Analyzing the Best Performing Piece: 16 Content Brief Templates by MarketMuse
”I wanna give them so much credit for how freaking cute the illustration is. And I was looking through what their other illustrations look like. And they’re great. […] That caught my attention because it’s not a stock photo. It is an actual proper unique illustration with good colors. A humanoid robot looks cute and appealing, and I love it; I saw it immediately.
And then their title is super practical. It’s ‘content brief templates.’ I feel like templates are marketer candy. And 16 is a big number. So I get intrigued. They spent more than 10 minutes putting these together. This should be good. […]
But I want to talk about the actual article now, and I need to preface this. I know this is going to sound mean, but it’s a compliment. I promise it is because, to me, this was fascinating. I’m going to start with why it sounds mean: I don’t think a human wrote any words in this article except the title. […]
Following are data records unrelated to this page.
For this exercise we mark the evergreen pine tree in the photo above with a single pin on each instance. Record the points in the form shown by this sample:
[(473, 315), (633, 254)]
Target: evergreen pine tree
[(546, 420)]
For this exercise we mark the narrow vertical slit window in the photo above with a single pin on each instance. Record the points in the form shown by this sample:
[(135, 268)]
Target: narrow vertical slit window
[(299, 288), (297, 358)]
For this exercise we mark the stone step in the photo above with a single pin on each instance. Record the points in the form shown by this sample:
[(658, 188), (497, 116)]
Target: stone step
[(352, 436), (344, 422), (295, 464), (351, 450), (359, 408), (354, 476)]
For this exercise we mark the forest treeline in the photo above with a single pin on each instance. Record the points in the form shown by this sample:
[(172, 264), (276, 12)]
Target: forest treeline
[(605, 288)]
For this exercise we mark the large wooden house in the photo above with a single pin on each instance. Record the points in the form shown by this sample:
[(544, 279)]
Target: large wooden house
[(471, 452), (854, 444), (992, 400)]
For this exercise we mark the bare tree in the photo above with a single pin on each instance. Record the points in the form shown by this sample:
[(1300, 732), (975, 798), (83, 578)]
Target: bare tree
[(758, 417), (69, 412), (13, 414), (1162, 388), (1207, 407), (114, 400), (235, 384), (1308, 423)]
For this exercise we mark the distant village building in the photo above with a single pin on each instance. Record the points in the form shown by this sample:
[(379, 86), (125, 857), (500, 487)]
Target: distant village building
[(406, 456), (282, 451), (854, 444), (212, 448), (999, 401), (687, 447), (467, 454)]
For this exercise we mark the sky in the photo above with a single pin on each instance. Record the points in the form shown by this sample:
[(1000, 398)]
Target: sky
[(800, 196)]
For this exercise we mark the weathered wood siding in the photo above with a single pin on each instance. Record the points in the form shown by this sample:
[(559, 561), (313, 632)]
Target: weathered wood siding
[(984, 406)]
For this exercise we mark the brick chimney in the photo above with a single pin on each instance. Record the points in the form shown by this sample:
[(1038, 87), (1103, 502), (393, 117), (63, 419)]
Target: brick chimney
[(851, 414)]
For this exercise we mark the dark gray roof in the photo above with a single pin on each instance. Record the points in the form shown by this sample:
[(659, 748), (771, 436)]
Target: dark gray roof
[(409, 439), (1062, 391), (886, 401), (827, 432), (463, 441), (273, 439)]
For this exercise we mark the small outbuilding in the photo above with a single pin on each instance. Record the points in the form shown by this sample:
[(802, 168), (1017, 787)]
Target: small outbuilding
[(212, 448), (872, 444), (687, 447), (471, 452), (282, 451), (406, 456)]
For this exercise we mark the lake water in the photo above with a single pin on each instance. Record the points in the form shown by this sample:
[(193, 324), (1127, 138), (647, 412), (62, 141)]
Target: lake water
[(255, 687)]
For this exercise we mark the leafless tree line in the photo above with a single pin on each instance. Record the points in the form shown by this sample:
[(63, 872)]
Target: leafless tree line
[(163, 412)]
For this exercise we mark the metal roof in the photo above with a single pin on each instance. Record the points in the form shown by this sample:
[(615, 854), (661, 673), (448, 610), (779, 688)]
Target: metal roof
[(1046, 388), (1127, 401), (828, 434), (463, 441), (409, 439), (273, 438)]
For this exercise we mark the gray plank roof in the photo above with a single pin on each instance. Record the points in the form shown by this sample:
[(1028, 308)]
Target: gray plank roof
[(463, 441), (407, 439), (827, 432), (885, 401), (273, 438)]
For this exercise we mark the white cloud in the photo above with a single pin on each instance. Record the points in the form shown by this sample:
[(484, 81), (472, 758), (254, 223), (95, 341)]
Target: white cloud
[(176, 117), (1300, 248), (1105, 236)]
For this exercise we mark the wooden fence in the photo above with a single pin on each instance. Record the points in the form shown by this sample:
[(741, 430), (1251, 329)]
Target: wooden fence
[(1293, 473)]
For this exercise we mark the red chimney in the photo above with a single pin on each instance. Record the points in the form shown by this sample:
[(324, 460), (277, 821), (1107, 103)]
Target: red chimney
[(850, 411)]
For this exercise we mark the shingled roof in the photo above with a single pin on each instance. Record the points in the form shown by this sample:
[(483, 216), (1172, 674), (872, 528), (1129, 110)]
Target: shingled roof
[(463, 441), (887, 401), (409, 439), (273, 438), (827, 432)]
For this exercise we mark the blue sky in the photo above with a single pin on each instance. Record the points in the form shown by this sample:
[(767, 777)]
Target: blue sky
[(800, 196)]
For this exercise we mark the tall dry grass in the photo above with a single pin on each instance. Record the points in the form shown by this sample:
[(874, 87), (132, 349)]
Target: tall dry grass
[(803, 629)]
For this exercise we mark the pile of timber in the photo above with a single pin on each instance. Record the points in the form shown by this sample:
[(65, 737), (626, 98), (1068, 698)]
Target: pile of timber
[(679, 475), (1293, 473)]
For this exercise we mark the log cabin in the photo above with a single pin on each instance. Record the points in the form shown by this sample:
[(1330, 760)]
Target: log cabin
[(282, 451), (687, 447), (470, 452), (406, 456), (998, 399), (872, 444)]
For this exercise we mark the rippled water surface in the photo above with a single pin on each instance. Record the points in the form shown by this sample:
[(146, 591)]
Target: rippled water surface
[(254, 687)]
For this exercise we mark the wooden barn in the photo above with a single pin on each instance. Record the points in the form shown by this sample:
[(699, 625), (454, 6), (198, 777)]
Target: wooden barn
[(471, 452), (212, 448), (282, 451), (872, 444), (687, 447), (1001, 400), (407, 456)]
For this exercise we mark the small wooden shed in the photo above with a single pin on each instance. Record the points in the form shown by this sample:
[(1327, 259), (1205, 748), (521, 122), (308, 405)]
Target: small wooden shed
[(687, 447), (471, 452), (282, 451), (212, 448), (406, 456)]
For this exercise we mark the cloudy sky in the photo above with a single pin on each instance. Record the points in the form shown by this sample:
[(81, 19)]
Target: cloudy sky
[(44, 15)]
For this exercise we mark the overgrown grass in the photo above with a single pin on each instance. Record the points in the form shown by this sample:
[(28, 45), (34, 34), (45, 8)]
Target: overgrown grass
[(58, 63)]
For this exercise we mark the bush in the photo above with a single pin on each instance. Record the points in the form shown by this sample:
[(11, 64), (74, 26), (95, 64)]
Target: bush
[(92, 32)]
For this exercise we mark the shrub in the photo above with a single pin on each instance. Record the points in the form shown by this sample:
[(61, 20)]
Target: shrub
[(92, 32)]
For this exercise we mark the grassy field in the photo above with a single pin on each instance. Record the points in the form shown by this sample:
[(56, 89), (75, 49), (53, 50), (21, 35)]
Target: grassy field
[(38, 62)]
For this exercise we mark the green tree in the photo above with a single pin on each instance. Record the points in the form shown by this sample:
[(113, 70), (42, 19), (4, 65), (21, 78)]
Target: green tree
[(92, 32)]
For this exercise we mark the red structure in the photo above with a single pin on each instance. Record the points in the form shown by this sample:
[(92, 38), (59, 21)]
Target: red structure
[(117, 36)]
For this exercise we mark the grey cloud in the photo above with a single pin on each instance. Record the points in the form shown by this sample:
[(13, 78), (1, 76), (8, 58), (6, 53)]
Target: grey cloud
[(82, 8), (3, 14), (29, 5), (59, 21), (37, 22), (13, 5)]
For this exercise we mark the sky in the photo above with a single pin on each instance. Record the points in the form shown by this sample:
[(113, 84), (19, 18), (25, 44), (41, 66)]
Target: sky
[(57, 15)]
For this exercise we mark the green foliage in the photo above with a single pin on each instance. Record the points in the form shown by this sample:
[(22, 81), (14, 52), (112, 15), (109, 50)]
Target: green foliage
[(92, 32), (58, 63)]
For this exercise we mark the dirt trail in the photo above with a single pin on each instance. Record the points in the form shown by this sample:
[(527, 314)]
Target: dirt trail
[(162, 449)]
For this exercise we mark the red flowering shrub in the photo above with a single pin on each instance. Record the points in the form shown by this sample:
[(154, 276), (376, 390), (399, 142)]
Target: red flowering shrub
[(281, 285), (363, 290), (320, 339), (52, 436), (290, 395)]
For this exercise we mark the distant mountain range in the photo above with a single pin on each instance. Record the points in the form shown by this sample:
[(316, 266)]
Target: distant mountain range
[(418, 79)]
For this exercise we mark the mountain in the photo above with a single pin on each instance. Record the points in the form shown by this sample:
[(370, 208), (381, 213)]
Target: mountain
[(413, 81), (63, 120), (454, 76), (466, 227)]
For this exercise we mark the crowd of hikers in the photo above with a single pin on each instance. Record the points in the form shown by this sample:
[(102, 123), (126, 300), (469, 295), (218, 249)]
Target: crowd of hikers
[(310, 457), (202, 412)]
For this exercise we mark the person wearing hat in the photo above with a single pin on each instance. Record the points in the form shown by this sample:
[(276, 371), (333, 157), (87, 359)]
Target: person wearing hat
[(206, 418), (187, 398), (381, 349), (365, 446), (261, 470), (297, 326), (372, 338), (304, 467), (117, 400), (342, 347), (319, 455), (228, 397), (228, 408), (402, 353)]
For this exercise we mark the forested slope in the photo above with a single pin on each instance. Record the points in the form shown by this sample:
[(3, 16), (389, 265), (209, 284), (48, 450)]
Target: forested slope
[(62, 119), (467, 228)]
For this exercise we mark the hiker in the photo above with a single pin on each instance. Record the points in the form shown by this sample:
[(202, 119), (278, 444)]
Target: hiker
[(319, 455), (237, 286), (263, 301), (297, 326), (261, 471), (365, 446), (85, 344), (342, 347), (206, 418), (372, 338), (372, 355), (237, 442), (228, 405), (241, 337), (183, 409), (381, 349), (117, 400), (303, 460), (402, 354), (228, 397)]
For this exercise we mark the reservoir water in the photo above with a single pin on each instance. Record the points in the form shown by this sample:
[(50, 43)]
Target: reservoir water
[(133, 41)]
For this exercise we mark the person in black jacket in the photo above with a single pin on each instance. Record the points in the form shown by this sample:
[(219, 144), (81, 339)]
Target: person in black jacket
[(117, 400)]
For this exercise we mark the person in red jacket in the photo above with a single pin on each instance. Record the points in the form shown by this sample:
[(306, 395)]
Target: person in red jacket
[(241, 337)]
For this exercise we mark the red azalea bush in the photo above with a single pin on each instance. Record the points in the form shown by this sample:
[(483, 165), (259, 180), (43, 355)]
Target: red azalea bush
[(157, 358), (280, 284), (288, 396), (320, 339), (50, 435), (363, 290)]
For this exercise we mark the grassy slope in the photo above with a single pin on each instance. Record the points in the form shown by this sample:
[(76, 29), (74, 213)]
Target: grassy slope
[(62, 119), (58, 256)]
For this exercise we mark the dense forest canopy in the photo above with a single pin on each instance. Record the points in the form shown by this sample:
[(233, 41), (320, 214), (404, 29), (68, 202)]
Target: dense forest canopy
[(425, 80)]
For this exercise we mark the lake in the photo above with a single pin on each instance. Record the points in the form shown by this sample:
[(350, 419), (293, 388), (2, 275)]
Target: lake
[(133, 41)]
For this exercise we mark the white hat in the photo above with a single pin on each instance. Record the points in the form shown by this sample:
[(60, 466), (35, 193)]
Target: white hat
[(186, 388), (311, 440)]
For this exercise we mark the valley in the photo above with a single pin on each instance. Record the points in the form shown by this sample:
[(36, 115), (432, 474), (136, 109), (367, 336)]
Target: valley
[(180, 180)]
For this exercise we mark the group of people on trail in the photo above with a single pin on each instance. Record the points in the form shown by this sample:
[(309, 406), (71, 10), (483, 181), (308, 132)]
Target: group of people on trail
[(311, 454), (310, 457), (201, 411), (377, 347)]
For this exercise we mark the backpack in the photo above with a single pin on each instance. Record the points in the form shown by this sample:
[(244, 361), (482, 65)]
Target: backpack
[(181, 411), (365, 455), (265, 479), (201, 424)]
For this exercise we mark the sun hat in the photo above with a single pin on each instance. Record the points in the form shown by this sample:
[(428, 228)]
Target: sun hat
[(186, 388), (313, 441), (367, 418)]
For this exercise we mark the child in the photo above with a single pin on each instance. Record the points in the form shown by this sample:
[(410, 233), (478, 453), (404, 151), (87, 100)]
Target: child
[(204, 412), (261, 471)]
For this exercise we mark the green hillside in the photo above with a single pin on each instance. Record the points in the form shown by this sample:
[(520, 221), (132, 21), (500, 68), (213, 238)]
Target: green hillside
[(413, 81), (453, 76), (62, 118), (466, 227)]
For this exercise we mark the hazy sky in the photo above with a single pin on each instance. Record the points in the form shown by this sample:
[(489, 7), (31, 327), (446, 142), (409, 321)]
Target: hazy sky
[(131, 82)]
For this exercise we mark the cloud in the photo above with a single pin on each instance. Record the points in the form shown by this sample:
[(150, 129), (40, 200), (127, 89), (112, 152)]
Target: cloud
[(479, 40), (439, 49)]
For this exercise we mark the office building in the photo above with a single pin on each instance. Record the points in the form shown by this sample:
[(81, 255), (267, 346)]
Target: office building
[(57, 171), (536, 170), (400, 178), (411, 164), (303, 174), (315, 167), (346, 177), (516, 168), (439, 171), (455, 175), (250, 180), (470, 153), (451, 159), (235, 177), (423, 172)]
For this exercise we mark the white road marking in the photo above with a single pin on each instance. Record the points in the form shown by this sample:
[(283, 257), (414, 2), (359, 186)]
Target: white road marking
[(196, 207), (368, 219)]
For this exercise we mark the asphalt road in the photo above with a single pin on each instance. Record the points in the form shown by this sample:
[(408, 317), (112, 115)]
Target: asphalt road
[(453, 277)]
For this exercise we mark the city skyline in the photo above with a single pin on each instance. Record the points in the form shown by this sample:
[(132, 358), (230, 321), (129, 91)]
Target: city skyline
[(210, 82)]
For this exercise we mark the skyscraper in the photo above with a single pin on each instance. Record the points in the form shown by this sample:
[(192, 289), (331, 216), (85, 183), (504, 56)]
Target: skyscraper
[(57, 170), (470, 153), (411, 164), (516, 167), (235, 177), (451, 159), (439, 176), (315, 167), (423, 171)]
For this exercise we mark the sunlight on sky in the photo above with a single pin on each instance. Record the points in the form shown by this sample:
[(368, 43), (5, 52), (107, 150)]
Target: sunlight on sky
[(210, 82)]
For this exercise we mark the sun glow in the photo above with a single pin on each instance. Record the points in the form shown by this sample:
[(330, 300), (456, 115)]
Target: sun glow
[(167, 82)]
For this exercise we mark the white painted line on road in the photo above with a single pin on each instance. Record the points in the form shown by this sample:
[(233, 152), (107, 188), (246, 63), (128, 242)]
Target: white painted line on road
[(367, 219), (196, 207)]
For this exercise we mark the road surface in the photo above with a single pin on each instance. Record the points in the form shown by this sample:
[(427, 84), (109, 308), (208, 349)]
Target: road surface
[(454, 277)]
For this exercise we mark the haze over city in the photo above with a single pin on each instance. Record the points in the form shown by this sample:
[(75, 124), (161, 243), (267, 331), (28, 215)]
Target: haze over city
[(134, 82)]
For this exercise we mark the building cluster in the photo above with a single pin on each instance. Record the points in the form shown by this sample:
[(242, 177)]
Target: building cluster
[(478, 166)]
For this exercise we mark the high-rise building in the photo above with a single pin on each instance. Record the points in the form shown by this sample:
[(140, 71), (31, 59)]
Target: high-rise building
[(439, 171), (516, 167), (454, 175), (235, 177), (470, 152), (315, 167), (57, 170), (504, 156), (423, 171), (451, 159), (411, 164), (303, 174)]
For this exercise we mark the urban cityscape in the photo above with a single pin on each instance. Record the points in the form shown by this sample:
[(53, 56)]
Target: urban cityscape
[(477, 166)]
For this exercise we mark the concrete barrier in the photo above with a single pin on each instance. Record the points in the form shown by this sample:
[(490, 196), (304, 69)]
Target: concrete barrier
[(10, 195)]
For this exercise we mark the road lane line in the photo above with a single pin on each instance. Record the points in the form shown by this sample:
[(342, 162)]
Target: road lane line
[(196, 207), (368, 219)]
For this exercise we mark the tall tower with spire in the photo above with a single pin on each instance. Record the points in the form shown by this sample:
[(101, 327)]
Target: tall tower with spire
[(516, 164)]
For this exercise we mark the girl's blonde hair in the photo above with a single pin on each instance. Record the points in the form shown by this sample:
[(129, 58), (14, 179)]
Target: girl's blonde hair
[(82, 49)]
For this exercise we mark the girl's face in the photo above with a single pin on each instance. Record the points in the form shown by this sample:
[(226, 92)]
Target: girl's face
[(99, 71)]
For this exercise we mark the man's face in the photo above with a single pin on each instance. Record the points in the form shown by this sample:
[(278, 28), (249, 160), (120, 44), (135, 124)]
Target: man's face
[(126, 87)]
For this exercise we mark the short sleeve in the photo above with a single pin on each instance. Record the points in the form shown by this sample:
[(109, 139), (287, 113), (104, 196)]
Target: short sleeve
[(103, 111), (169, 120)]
And it straight up took me 15 minutes to read a single word, and I was doing that for this podcast where we would talk about the post. I don’t know if I would’ve looked at them otherwise, which is fascinating because this content worked. It was number one, the most popular. It worked on me.
I could see myself sending it to other people because the list is so good, and I don’t know what any of the words say. I’ve noticed multiple grammatical mistakes. I don’t think most of the words make much sense, and I don’t think it matters.
But they’re giving me the candy, and I can still leave. So you know what, in my book, that’s a successful deal because the article has templates. There are 16 templates; they’re all relevant.”